RALEIGH, NC (AP) – Jay Copan does not hide his disdain for the modern Republican Party.

The 69-year-old has been a solid Republican voter for the past four decades and soon regretted casting his 2016 ballot for Donald Trump. When Trump ran for reelection last year, Copan appeared on roadside billboards in North Carolina, urging other Republicans to support Democratic rival Joe Biden.

Nearly three months into the new administration, Copan considers herself a “Biden Republican,” relieved by the new president’s calmer leadership style and efforts to distribute vaccines. Copan is the type of voter Biden is counting on as he pushes an agenda almost universally opposed by the Republicans in Washington.

While Biden meets with a bipartisan group of lawmakers on Monday to discuss his massive infrastructure plan, he is betting that the GOP’s elected leaders are making a political miscalculation. The party base remains overwhelmingly loyal to Trump, but Biden believes Republican leaders are overlooking everyday Americans who are eager to compromise and take action.

The question is whether there are enough Republicans like Copan.

“I really want there to be a good two-party system,” said Copan, a former senior officer with the American Gas Association. His vote for Biden as president was his first for a Democrat since Jimmy Carter in 1976, but probably won’t be his last. “I think there are a lot of people like me.”

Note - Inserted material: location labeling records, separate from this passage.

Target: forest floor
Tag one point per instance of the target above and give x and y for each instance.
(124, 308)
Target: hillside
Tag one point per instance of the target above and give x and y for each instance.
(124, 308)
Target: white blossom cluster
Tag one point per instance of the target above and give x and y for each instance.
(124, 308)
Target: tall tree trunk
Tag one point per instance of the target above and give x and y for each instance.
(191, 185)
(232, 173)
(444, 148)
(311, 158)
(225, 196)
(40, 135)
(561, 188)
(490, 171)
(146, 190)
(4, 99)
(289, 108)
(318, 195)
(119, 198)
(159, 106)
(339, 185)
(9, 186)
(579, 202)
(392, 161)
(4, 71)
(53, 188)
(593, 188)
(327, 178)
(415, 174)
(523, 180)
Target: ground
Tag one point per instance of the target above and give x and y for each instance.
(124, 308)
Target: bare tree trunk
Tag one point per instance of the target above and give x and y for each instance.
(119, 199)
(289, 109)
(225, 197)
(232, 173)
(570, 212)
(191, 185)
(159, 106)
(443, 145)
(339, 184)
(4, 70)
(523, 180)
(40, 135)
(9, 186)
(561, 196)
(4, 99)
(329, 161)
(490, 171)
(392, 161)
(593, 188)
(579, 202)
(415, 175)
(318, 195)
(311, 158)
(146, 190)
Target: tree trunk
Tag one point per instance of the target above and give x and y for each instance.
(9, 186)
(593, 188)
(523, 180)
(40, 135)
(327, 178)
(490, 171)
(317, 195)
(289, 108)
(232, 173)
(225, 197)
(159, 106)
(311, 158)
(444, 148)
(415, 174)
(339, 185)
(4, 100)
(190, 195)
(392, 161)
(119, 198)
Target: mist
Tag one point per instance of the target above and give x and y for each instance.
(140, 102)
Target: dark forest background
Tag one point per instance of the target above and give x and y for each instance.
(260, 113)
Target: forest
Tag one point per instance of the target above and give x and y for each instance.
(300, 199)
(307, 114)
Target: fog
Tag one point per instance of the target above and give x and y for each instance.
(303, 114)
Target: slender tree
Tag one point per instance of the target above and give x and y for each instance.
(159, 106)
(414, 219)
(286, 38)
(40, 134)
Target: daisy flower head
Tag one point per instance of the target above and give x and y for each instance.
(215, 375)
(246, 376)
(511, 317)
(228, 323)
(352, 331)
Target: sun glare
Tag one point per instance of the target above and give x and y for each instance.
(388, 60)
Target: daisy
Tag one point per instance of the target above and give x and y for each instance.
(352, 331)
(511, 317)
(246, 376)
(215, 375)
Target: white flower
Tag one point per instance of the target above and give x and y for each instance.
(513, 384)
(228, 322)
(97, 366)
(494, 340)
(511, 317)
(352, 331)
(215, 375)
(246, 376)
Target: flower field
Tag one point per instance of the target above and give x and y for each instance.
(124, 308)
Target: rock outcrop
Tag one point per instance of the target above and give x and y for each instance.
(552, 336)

Republican crossover ranks may be smaller than he might expect. According to AP VoteCast, only 8% of Republicans voted Democratic in November’s presidential race, an overview of national voters.

“If there are Republicans who vote for Biden, they didn’t vote for Biden, it’s just Never Trumpers,” said Phillip Stephens, a former Democrat who is now a Republican Vice Chairman in Robeson County, about 90 miles south of Raleigh. The county voted twice for Barack Obama, but went for Trump again in 2016 and last year.

In the early months of Biden, Stephens sees that the president is targeting the left more than conservative Democratic voters.

During last year’s campaign, Biden sometimes courted Republicans at the risk of alienating the Democratic left. Several prominent Republicans was given speaking positions at the Democratic National Convention, such as the former Ohio government, John Kasich.

A number of Republican groups also openly supported Biden. Republican voters against Trump spent $ 2 million on billboards in swing states, with Republicans opposing the re-election of their own party’s president. Thus the radiant and bespectacled image of Copan, 3.6 meters high, ended up on billboards with the words: “I am conservative. I appreciate decency. I vote for Biden. “

As president, Biden has opened up to cooperating with Republicans. But he also helped ram Congress through with the greatest expansion of the social safety net in a generation as part of a coronavirus relief and incentive package that did not get a single Republican vote. He now calls for billions more to be spent on infrastructure, and pushes for a proposal designed to appeal to people on both sides.

Biden has enjoyed broad, relatively bipartisan support so far, with 73% of Americans approving its response to the coronavirus and 60% approving its dealings with the economy. Still, favorable reviews don’t always translate into votes: Of the more than 200 counties that supported Obama in 2012 and Trump in 2016, only about 25 went back to Biden in November.

The limited crossover power is even true in places that were bright spots for Democrats. Biden turned over the old Republican stronghold of Kent County, Michigan, which included Grand Rapids, the birthplace of Gerald Ford. But that gain was based more on the local electorate getting younger than any measurable wave of conservatives backing Biden.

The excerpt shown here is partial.